La señora Shelby dijo las últimas palabras con voz queda y gran énfasis.

—¡Puede confiar en este chico! —dijo Sam, girando los ojos con un gesto cargado de intención—. ¡El Señor lo sabe! ¡Vaya! ¡No he dicho eso! —dijo boqueando de repente con un ridículo ademán de aprensión que hizo reír a su ama a su pesar—. Sí, señora, cuidaré de los caballos.

—Ahora, Andy —dijo Sam, volviendo a su puesto bajo los hayas—, no me sorprendería nada que el animal de este caballero se encabrite luego, cuando lo monte. Sabes, Andy, los animales hacen estas cosas y Sam dio un codazo a Andy en un costado con un gesto lleno de intención.

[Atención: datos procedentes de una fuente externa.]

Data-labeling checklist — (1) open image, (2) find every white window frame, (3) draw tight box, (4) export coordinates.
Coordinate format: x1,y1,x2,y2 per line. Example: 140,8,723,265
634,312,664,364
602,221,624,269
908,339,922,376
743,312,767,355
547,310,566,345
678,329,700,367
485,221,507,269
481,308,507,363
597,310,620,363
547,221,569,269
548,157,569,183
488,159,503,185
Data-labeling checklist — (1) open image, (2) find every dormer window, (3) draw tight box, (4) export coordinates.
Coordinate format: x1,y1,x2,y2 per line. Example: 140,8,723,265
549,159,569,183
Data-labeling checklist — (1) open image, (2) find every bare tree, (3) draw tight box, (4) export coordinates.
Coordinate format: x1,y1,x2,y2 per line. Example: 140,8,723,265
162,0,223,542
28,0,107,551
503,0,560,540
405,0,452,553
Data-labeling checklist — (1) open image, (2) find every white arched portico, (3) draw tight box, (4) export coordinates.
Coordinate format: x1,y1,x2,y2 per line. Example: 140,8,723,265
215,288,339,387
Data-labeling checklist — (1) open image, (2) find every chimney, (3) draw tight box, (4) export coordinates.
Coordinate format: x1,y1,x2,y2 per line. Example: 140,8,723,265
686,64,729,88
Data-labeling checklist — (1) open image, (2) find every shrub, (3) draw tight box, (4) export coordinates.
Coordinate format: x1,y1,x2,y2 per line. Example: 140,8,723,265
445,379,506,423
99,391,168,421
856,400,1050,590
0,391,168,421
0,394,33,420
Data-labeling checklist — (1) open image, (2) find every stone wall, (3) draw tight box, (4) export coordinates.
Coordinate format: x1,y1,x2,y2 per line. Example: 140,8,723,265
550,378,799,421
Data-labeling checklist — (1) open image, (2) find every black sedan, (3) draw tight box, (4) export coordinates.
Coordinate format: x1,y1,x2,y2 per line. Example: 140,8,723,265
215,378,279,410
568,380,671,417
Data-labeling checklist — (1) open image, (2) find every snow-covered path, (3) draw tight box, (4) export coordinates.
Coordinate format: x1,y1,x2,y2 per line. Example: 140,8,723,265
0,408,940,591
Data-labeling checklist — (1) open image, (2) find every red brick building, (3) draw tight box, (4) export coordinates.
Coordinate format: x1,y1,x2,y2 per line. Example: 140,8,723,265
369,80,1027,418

—¡Vaya! —dijo Andy, con aspecto de haberle comprendido en el acto.

—Sí, verás, Andy, el ama quiere ganar tiempo —eso está claro para cualquier observador. Yo sólo gano un poco por ella. Ahora, pues, suelta a todos aquellos caballos y déjalos corretear a sus anchas alrededor de éstos y hasta el bosque, y creo que el señor no se marchará demasiado deprisa.

Andy sonrió de oreja a oreja.

—Verás —dijo Sam—, verás, Andy, si algo ocurriera como que el caballo del señor Haley empezase a actuar de forma extraña y dar guerra, tú y yo simplemente soltamos los nuestros para ayudarle, ¡y
le ayudaremos
, ya lo creo que sí! —y Sam y Andy echaron hacia atrás las cabezas y soltaron una carcajada grave y descomedida, chasqueando los dedos y dando saltitos encantadísimos.

En este momento, apareció Haley en el porche. Algo apaciguado por unas tazas de excelente café, salió sonriendo y charlando, con el humor bastante recuperado. Sam y Andy, levantando unas maltrechas hojas de palmera que solían llevar a guisa de sombreros, se fueron corriendo al apeadero para estar a punto para «ayudar al señor».

La hoja de palmera de Sam se había desembarazado de cualquier intento de parecer entretejida en la zona del ala; y las mechas, separadas y tiesas, le conferían una flamante apariencia de libertad y rebeldía, digna de la de cualquier jefe fiyiano; mientras que, al haberse desprendido el ala entera de la de Andy, éste se encasquetó la copa con un golpe experto y un aire de satisfacción como diciendo: «¿Quién dice que yo no tengo sombrero?».

—Bien, muchachos —dijo Haley—, espabilaos, que no hay tiempo que perder.

—Claro que no, señor —dijo Sam, acercándole a Haley las riendas mientras le sujetaba el estribo, a la vez que Andy desataba los otros dos caballos.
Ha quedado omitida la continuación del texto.